Nikita Yuferev, político da oposição, acusou Vladimir Putin de violar uma lei por si aprovada. Desde o início da invasão, o Kremlin tem-se referido ao conflito como “operação militar especial”. Em março, o presidente russo promulgou uma lei que pune com multas e penas de prisão quem desacreditar e propagar “informações falsas de forma deliberada” sobre as forças armadas do país. No entanto, no discurso de quinta-feira perante altas patentes militares, no Ministério da Defesa, Putin classificou o conflito de “guerra”.

"O nosso objetivo não é gastar recursos sem alcançar nada, mas, pelo contrário, pôr fim a esta guerra", disse o líder russo, citado pela Reuters.

Yuferev disse não esperar que a iniciativa dê resultados, mas garante que o fez para expor a “hipocrisia” do sistema.

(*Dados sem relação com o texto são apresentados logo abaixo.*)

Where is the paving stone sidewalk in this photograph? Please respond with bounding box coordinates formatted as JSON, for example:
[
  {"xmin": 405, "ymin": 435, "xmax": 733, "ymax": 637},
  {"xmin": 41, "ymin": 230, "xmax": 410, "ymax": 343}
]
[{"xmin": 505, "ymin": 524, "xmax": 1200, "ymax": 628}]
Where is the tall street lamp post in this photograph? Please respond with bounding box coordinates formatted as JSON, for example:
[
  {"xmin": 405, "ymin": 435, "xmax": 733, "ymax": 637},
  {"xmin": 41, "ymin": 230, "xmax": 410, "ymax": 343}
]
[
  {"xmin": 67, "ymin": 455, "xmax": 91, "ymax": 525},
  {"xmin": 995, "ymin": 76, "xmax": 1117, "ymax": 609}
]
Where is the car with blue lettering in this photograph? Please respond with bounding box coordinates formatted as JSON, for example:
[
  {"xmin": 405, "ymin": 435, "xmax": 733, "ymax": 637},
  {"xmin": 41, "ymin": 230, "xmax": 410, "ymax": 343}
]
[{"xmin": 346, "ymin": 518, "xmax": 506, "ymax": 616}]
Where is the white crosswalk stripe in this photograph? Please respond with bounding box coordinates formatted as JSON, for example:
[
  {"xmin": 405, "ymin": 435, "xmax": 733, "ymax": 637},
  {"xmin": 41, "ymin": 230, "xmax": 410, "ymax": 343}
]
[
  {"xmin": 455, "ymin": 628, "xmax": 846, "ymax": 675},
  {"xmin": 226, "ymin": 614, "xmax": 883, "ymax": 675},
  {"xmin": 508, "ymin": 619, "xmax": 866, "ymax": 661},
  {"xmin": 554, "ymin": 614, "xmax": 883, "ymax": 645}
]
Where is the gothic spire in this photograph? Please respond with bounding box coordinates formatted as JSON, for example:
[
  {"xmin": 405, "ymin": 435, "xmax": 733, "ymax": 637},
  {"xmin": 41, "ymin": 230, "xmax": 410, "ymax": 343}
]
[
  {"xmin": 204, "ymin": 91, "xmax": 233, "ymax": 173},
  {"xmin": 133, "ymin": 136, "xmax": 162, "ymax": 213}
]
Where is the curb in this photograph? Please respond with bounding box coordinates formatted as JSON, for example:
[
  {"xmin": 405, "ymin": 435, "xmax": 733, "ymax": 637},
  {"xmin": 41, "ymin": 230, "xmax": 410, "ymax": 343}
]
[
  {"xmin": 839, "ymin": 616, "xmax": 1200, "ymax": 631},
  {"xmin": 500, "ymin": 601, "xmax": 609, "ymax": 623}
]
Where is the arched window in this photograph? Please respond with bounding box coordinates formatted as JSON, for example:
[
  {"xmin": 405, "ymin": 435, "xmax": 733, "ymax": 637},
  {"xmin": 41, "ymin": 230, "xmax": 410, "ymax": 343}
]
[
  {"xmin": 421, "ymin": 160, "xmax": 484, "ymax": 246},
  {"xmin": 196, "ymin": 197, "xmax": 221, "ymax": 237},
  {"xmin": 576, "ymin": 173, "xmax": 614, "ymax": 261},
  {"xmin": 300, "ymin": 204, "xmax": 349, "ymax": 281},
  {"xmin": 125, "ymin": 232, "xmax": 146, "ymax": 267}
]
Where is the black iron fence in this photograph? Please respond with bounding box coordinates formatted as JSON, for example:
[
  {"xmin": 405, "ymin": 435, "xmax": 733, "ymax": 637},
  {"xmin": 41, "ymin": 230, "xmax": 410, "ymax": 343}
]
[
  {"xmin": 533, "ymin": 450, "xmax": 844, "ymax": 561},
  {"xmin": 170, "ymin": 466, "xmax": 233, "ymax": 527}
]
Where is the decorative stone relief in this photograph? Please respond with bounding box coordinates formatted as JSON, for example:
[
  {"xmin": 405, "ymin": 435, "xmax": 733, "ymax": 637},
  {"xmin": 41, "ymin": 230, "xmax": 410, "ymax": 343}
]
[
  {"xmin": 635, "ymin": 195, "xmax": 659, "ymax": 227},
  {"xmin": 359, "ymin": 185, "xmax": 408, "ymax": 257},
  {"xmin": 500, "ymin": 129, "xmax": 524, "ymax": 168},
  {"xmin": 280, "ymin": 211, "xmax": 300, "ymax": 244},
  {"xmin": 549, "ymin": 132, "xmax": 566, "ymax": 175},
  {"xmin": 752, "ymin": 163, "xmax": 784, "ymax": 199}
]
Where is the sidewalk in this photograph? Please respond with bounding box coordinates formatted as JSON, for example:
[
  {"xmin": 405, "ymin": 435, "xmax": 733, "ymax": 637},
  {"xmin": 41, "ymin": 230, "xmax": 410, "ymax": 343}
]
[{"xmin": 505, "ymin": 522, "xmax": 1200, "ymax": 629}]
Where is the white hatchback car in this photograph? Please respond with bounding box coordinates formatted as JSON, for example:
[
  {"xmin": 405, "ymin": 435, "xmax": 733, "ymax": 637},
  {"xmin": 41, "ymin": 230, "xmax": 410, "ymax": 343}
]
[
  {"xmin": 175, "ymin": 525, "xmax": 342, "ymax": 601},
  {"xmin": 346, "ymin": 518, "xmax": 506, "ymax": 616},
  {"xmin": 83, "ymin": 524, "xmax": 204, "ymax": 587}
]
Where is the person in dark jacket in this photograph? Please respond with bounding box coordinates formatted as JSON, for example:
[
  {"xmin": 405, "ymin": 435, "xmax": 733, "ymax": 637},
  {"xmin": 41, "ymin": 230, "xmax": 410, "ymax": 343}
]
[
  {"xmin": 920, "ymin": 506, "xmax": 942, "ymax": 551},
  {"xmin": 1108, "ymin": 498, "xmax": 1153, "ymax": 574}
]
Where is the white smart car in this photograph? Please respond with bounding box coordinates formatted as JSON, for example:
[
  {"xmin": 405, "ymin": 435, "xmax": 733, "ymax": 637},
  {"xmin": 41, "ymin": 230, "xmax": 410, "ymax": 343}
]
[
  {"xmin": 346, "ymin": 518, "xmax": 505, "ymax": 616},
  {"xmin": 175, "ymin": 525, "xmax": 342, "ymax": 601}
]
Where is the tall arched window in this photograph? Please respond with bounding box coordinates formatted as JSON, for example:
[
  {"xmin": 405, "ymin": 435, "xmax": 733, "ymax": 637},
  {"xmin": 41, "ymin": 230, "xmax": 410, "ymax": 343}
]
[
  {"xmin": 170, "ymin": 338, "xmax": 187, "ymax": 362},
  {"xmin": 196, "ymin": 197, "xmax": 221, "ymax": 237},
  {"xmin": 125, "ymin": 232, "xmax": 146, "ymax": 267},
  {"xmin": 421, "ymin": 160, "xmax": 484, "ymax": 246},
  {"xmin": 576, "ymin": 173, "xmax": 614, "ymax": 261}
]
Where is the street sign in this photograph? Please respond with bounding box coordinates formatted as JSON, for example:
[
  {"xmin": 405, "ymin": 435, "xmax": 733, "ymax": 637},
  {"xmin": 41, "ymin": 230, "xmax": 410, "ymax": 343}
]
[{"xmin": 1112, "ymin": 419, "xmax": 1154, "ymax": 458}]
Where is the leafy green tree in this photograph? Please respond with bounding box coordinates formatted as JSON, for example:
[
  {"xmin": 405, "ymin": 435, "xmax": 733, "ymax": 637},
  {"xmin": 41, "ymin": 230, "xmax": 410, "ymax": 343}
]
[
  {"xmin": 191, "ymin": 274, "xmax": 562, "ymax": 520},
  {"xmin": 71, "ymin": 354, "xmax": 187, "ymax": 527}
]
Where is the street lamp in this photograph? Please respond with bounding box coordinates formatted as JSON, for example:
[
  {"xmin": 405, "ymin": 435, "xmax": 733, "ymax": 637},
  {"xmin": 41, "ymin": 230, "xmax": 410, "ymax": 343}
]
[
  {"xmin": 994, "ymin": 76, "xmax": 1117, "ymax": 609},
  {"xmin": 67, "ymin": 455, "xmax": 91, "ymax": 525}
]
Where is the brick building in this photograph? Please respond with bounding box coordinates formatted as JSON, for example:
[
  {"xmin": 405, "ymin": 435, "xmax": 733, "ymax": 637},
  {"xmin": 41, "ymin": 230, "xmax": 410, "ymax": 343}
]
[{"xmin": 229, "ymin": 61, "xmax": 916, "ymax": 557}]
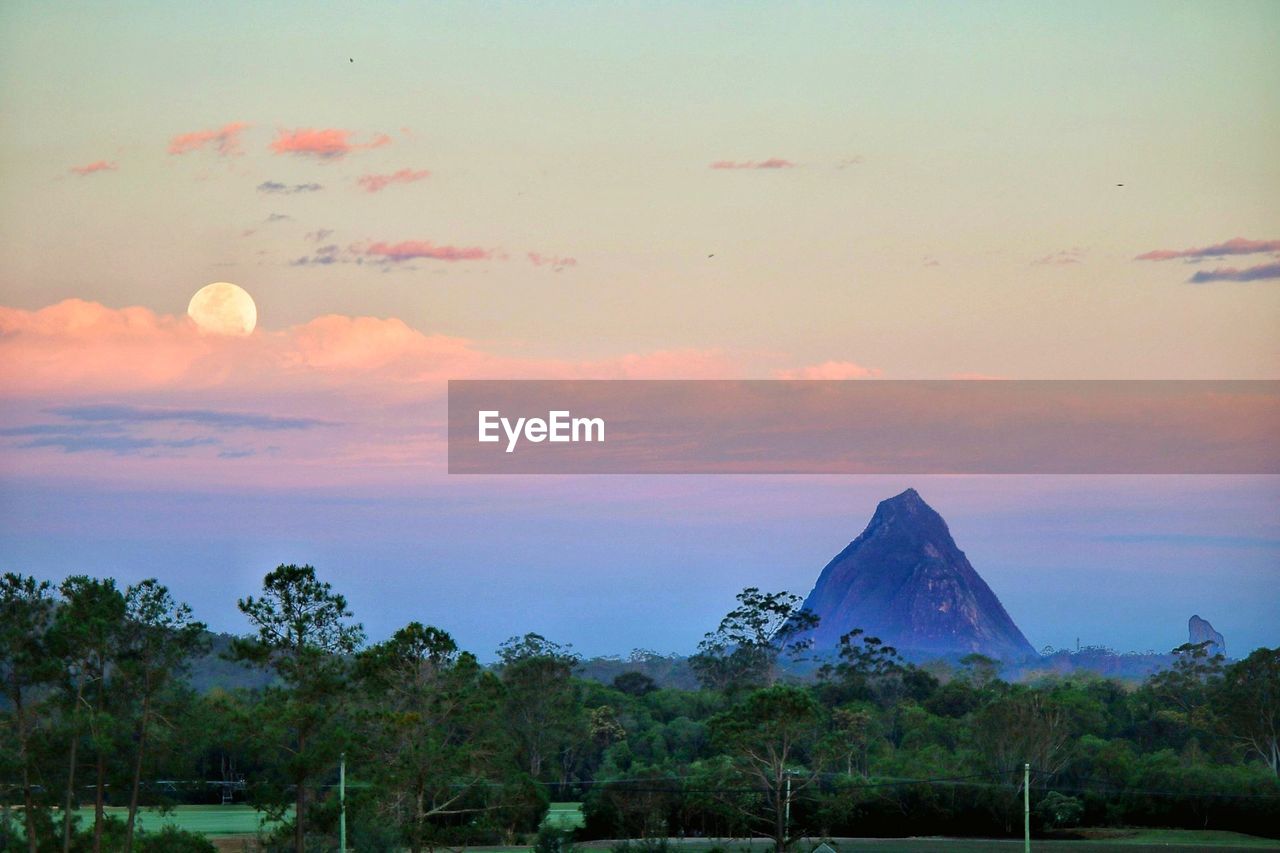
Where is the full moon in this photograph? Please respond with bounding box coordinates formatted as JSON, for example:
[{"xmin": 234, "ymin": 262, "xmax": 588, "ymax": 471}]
[{"xmin": 187, "ymin": 282, "xmax": 257, "ymax": 336}]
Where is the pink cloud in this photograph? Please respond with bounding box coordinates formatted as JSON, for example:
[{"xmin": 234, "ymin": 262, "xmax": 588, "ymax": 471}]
[
  {"xmin": 169, "ymin": 122, "xmax": 248, "ymax": 156},
  {"xmin": 1187, "ymin": 260, "xmax": 1280, "ymax": 284},
  {"xmin": 773, "ymin": 361, "xmax": 882, "ymax": 379},
  {"xmin": 1134, "ymin": 237, "xmax": 1280, "ymax": 260},
  {"xmin": 0, "ymin": 300, "xmax": 741, "ymax": 399},
  {"xmin": 525, "ymin": 252, "xmax": 577, "ymax": 273},
  {"xmin": 68, "ymin": 160, "xmax": 118, "ymax": 175},
  {"xmin": 0, "ymin": 300, "xmax": 210, "ymax": 393},
  {"xmin": 1032, "ymin": 247, "xmax": 1084, "ymax": 266},
  {"xmin": 356, "ymin": 169, "xmax": 431, "ymax": 192},
  {"xmin": 371, "ymin": 240, "xmax": 493, "ymax": 264},
  {"xmin": 710, "ymin": 158, "xmax": 796, "ymax": 169},
  {"xmin": 271, "ymin": 128, "xmax": 392, "ymax": 160}
]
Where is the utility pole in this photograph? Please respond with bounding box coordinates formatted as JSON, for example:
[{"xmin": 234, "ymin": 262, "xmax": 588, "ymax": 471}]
[
  {"xmin": 338, "ymin": 753, "xmax": 347, "ymax": 853},
  {"xmin": 780, "ymin": 770, "xmax": 791, "ymax": 853},
  {"xmin": 1023, "ymin": 765, "xmax": 1032, "ymax": 853}
]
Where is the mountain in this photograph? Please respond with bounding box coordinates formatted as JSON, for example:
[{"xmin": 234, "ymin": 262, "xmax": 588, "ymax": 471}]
[
  {"xmin": 1187, "ymin": 616, "xmax": 1226, "ymax": 657},
  {"xmin": 801, "ymin": 489, "xmax": 1036, "ymax": 663}
]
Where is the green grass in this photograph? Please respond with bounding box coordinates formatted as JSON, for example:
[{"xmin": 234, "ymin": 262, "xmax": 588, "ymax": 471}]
[
  {"xmin": 68, "ymin": 806, "xmax": 279, "ymax": 835},
  {"xmin": 563, "ymin": 830, "xmax": 1280, "ymax": 853},
  {"xmin": 543, "ymin": 803, "xmax": 586, "ymax": 830}
]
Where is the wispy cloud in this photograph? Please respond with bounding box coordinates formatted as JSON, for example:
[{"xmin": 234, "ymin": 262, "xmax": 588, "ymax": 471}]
[
  {"xmin": 271, "ymin": 128, "xmax": 392, "ymax": 160},
  {"xmin": 356, "ymin": 169, "xmax": 431, "ymax": 192},
  {"xmin": 257, "ymin": 181, "xmax": 324, "ymax": 196},
  {"xmin": 1134, "ymin": 237, "xmax": 1280, "ymax": 260},
  {"xmin": 773, "ymin": 361, "xmax": 882, "ymax": 379},
  {"xmin": 361, "ymin": 240, "xmax": 493, "ymax": 258},
  {"xmin": 169, "ymin": 122, "xmax": 248, "ymax": 156},
  {"xmin": 1032, "ymin": 247, "xmax": 1084, "ymax": 266},
  {"xmin": 68, "ymin": 160, "xmax": 119, "ymax": 177},
  {"xmin": 19, "ymin": 435, "xmax": 219, "ymax": 456},
  {"xmin": 49, "ymin": 403, "xmax": 333, "ymax": 432},
  {"xmin": 709, "ymin": 158, "xmax": 796, "ymax": 169},
  {"xmin": 1187, "ymin": 261, "xmax": 1280, "ymax": 284},
  {"xmin": 525, "ymin": 252, "xmax": 577, "ymax": 273}
]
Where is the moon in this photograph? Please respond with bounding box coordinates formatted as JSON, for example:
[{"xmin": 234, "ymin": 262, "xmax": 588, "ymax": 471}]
[{"xmin": 187, "ymin": 282, "xmax": 257, "ymax": 337}]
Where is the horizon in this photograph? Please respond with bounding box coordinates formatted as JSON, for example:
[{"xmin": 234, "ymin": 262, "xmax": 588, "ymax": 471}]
[{"xmin": 0, "ymin": 0, "xmax": 1280, "ymax": 656}]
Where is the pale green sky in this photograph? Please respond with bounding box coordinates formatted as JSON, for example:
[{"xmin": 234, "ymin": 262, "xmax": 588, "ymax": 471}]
[{"xmin": 0, "ymin": 3, "xmax": 1280, "ymax": 378}]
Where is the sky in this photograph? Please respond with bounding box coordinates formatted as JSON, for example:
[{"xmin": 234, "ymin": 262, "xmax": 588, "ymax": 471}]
[{"xmin": 0, "ymin": 1, "xmax": 1280, "ymax": 656}]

"É importante para mim fazer isto, para chamar a atenção para a contradição e a injustiça destas leis que ele adota e promulga, mas que não cumpre. Penso que, quanto mais falamos sobre isto, mais pessoas irão duvidar da sua honestidade, da sua infalibilidade”, afirmou à Reuters o opositor do regime russo, que pediu aos procuradores para “responsabilizarem Putin pela difusão de informações falsas acerca das ações do exército russo”.

Esta não é a primeira vez que Nikita Yuferev alerta para violações desta lei por parte de aliados de Putin. Anteriormente, alertou as autoridades para o uso da palavra guerra por parte de Sergei Kiriyenko, vice-líder da administração presidencial russa, e pelo deputado russo Sergei Mironov. No entanto, a polícia local concluiu que Kiriyenko não atuou de forma errada, e recusou investigar a denúncia sobre o parlamentar.

Em sentido contrário, vários críticos do regime foram condenados pelo uso da palavra no contexto da invasão da Ucrânia, como o opositor Ilya Yashin, punido com oito anos de prisão, e o vereador local de Moscovo Alexei Gorinov, condenado em julho a sete anos de cadeia.